The internet contains a treasure trove of datasets that researchers can analyze—some of enormous size. But their quality and accuracy vary widely. That matters since conclusions drawn from statistical analyses are only as credible as the data they are based on.
AAE faculty associate Jing Yi has first-hand experience with the impact of data quality on agricultural food systems research, her main area of interest. In collaboration with economists at the U.S. Department of Agriculture and Cornell University, Yi’s long-term goal is to understand how natural resources—forest products, fossil fuels, agricultural land and water withdrawals—are used throughout the U.S. food system, all the way from farm to fork.
“Six years ago, we wanted to determine how much of each natural resource is used by specific crops,” says Yi. “But many data points were missing and detailed space-and-time information was not available for the entire country.”
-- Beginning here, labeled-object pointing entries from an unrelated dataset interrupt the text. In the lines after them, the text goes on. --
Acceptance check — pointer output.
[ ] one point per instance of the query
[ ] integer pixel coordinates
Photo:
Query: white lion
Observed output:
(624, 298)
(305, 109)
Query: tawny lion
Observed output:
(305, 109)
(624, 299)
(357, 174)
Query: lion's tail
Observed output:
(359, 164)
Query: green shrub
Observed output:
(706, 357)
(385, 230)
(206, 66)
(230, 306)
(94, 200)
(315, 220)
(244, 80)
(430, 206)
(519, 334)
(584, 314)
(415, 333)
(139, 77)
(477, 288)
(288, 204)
The researchers noticed, for example, that annual production data for strawberries were only available for California and Florida. All other states were included in national totals but lacked state- and county-specific information. That’s why the team decided to develop a national database of monthly, county-level production statistics for 34 perishable fruits and vegetables as an important step toward their goal of understanding farm-to-fork natural resource use.
The main reasons for missing agricultural production data are suppression requirements and resource constraints. Data suppression means the USDA cannot release data provided by a small number of survey respondents—say apple counts from fewer than three farmers—for confidentiality reasons. Counts are also suppressed when one farmer accounts for more than 60% of total production. Protecting data privacy is important, but excluding all suppressed information from statistical analyses may generate misleading conclusions. Since data collection is time-consuming and costly, missing information may also be due to limited state or federal budgets.
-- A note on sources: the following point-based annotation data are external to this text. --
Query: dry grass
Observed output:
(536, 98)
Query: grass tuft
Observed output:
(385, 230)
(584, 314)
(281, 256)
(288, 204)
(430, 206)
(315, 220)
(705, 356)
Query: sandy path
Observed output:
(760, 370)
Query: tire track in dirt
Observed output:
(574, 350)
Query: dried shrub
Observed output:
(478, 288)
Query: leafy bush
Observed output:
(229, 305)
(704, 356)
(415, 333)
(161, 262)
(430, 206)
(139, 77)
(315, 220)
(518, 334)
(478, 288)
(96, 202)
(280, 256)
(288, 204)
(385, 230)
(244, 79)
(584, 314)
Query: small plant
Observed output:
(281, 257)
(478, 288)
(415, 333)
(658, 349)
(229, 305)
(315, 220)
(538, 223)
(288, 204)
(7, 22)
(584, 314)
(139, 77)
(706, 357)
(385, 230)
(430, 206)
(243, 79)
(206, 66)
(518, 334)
The researchers proposed a solution to the data suppression problem in a recently published paper. That work helped them develop a strategy for addressing the second, more complex problem: the spatial and temporal decomposition of data by combining multiple sources of information. In a nutshell, the data imputation method builds recipes, or algorithms, for estimating the statistically most likely value for a county’s missing monthly strawberry counts given all existing information about the larger entities the missing element belongs to. That can be the year (sum of all months), the state (sum of all counties) or the country (sum of all states).
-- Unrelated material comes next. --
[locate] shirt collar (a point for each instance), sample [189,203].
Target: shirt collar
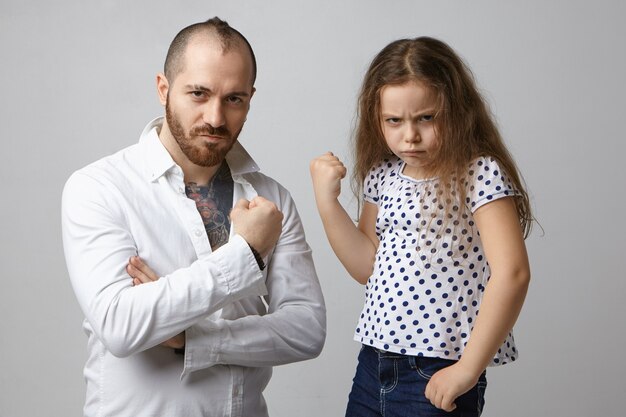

Such recipes—known as machine learning algorithms—are common in climate research, says Yi, but not yet widely known in the agricultural food systems world, where data are typically collected with surveys mailed to farmers every one to five years. “Developing a data imputation method that addresses the complexity of agricultural surveys is critical for obtaining high-quality datasets for analyses of interest,” notes Yi.
The team’s data imputation strategy includes three steps. First, several databases with production data for perishable produce are combined with a yearly import/export database. The Census of Horticulture, for example, includes cucumbers, tomatoes, lettuce, peppers and other vegetables grown in hydroponic greenhouse systems; the Census of Agriculture includes fruits and vegetables grown in open fields. Total domestic produce availability is determined by adding imports and subtracting exports.
Second, the yearly national counts are spatially allocated to states and counties by estimating the most likely value for (i) a state’s missing count given national data and (ii) a county’s missing count given state-level data. The third step is the allocation of yearly to monthly data following similar principles. The final result is an imputed county-level U.S. database with monthly counts for 34 fruits and vegetables.
Compared to excluding missing data and being limited to national or state-level analyses, the imputed data will enable a deeper understanding of current agricultural practices. The new database can be used, for example, to estimate changes in the use of natural resources if Americans were to adopt a healthier diet.
“Detailed information about current practices will identify opportunities to reduce water and energy needs and lower greenhouse gas emissions,” says Yi. “Helping researchers, policymakers and industry professionals work toward these goals is part of our broader efforts to make the U.S. agri-food supply chain more resilient and sustainable while meeting the growing demand for food.”